When a 60 g bullet is fired horizontally at a velocity of 600 m/s into a 3 kg block of soft wood that is initially at rest, a fascinating interaction occurs. The bullet penetrates the block, transferring some of its momentum to the block upon impact.
To understand this, we can apply the principle of conservation of momentum. Before the collision, only the bullet is moving, while the block is stationary.

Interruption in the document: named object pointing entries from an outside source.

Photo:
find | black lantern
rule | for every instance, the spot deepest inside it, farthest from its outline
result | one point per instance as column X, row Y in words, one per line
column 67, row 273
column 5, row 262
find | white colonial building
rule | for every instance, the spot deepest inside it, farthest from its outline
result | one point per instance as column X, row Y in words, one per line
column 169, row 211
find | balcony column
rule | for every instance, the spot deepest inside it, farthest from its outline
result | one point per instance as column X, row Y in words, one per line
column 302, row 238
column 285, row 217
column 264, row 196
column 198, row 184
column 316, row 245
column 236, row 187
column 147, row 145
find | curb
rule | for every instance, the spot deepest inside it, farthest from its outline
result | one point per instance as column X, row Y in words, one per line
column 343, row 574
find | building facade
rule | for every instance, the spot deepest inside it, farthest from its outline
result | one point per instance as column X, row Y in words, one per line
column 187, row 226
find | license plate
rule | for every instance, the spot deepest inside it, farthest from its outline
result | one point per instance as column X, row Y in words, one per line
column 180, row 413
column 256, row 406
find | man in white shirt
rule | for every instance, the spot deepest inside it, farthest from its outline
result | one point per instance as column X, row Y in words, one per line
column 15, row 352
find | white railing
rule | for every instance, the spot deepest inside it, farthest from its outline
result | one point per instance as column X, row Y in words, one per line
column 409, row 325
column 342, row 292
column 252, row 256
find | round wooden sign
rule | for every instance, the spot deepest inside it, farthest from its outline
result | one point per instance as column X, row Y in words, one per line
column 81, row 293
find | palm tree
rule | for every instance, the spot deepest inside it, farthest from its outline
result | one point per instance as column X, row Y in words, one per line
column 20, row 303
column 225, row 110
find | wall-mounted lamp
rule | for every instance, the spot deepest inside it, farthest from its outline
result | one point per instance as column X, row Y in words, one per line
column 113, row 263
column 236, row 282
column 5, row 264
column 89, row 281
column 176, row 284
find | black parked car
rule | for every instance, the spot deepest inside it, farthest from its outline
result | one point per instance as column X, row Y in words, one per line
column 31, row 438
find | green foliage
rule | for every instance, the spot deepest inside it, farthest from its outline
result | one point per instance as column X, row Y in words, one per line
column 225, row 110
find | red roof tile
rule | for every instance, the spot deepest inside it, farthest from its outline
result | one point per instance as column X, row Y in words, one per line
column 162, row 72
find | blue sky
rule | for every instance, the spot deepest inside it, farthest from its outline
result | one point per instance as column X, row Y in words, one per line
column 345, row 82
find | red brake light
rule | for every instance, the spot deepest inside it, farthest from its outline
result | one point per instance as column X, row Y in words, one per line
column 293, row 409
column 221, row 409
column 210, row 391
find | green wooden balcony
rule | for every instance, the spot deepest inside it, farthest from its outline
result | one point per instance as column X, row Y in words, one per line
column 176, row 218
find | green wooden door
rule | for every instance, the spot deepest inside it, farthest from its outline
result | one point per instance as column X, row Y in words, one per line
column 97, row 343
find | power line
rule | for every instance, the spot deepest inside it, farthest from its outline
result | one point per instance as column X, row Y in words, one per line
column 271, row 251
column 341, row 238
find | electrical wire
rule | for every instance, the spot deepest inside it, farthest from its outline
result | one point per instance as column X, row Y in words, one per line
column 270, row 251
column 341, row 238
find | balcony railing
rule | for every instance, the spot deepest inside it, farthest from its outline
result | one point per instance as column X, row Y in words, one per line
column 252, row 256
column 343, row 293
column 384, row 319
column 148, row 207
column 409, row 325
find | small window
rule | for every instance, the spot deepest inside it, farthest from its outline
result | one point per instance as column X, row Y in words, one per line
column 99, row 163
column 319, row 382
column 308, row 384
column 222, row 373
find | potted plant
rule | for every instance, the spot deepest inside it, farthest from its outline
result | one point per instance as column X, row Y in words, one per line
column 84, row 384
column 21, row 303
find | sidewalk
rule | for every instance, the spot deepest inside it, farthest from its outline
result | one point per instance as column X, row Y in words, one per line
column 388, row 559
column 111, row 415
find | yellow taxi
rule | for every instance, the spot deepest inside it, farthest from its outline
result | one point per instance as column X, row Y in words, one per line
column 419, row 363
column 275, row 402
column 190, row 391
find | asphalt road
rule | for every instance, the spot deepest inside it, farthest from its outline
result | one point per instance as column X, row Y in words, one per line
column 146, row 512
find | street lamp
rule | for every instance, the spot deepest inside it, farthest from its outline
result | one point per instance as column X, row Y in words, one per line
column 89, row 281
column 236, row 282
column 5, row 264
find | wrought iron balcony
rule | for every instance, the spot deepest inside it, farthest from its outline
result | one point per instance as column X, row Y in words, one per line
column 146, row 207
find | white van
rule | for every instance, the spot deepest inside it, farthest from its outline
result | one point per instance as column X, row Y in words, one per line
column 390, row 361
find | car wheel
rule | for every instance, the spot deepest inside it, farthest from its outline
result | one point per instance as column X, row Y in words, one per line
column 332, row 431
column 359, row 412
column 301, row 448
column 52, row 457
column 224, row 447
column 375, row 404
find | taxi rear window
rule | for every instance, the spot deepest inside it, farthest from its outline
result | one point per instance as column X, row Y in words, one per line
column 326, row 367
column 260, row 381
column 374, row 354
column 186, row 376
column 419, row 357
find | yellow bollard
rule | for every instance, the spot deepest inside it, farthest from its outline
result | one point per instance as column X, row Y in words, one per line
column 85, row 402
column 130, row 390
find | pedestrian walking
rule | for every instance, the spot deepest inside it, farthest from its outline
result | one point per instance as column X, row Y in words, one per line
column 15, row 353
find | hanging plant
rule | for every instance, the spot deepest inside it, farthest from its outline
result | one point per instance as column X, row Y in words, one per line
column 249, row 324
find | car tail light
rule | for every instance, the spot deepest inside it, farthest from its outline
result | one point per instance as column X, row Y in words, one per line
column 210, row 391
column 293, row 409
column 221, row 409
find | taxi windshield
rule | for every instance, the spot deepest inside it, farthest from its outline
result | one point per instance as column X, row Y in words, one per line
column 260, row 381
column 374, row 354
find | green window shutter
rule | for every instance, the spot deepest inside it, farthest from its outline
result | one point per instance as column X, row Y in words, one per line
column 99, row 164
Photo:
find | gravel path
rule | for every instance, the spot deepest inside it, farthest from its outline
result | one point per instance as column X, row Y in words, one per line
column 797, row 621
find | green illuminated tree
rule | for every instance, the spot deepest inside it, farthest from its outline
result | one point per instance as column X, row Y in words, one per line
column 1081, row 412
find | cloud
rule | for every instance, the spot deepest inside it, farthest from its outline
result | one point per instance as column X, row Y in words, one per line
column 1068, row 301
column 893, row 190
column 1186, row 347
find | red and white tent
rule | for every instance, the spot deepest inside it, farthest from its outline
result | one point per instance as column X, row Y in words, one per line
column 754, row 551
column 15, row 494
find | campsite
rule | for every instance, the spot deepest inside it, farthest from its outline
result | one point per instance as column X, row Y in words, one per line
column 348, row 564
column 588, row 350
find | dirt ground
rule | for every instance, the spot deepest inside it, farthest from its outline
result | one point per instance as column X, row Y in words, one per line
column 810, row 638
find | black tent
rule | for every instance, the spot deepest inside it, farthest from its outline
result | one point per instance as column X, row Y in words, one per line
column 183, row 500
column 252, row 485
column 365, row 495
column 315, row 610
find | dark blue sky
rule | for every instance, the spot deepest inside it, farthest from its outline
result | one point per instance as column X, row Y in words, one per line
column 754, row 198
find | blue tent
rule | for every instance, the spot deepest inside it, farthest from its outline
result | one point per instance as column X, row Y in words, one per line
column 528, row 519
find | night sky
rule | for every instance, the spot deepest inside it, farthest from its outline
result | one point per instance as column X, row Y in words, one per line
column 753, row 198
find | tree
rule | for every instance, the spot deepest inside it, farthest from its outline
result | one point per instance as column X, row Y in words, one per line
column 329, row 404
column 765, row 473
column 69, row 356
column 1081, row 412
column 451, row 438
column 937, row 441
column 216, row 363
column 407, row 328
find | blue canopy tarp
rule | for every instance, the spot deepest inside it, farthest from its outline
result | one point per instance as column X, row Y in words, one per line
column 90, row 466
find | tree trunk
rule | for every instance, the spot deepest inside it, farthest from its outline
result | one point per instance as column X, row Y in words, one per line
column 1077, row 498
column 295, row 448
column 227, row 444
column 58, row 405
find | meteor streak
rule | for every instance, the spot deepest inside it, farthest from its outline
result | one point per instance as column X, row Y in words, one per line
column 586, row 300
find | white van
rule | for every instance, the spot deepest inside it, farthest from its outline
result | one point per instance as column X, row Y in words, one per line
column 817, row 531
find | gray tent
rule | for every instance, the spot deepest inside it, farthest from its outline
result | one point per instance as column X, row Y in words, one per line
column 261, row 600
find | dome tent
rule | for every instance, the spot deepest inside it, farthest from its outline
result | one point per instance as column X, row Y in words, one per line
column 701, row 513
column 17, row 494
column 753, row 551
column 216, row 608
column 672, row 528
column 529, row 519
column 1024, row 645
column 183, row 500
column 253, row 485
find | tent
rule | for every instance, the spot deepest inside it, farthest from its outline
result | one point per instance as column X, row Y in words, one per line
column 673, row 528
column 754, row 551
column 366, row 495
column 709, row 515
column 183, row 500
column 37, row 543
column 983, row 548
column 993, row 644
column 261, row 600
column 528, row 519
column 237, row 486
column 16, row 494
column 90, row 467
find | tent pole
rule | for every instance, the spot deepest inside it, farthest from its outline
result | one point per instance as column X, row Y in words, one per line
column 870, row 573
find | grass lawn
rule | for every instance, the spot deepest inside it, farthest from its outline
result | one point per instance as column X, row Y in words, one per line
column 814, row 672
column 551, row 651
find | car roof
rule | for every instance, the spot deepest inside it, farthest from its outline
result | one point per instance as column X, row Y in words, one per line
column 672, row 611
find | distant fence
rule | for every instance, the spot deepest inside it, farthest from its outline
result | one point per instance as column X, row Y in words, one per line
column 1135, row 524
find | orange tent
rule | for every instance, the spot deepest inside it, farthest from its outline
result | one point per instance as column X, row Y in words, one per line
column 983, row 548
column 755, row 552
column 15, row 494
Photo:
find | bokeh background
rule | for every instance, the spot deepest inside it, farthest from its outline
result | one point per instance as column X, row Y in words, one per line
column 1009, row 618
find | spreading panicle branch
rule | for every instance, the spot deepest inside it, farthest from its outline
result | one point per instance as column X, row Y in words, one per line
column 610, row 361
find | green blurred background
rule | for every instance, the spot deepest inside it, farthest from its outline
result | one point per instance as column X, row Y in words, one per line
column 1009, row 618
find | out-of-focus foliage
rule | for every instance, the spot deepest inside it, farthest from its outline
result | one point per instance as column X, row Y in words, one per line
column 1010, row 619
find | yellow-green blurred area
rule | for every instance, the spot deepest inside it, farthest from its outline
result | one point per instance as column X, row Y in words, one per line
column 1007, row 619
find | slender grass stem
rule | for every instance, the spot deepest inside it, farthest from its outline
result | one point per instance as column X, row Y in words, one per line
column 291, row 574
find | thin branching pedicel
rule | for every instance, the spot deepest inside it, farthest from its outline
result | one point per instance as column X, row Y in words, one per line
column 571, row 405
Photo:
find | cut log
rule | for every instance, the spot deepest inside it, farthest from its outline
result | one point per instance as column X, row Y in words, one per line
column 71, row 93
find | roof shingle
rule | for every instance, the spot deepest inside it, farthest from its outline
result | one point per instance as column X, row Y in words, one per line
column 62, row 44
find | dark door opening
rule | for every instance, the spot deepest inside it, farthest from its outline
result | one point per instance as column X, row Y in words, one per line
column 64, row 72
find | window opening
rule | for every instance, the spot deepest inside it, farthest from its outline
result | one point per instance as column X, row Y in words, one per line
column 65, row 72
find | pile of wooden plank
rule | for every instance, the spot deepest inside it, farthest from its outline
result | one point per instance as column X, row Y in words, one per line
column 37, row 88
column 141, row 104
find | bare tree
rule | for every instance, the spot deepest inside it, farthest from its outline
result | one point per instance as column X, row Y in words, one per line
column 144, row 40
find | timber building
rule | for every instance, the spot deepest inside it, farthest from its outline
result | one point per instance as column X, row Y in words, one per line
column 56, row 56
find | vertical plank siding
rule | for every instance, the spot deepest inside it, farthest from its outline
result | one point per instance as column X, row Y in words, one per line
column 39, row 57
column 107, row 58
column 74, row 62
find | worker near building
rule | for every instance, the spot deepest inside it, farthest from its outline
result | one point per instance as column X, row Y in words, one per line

The total momentum of the system before the bullet hits the block can be calculated using the formula:
Momentum = mass × velocity
For the bullet, the momentum is:
p_bullet = 0.06 kg × 600 m/s = 36 kg·m/s
Since the block is at rest, its initial momentum is 0. Therefore, the total momentum before the bullet strikes the block is:
p_total_initial = p_bullet + p_block = 36 kg·m/s + 0 = 36 kg·m/s
After the bullet passes through the block, it retains some of its velocity. Let’s denote the final velocity of the bullet as vb2. The block now has some velocity as well, which we will denote as v_block. The momentum after the bullet emerges can be expressed as:
p_total_final = p_bullet_final + p_block_final
This can be rewritten as:
p_total_final = (0.06 kg × vb2) + (3 kg × v_block)
Using the conservation of momentum, we set the total initial momentum equal to the total final momentum:
36 kg·m/s = (0.06 kg × vb2) + (3 kg × v_block)
To solve for the final velocities, we need additional information about vb2 or the energy loss during the collision. However, what is clear is that the bullet will emerge with some reduced velocity, and the block will start moving with its own velocity as a result of the bullet’s impact.
This scenario highlights not only the conservation of momentum but also the energy transfer that occurs during the collision. The exact outcomes depend on the specifics of the interaction such as the materials involved, friction, and whether the bullet deforms or loses energy upon impact.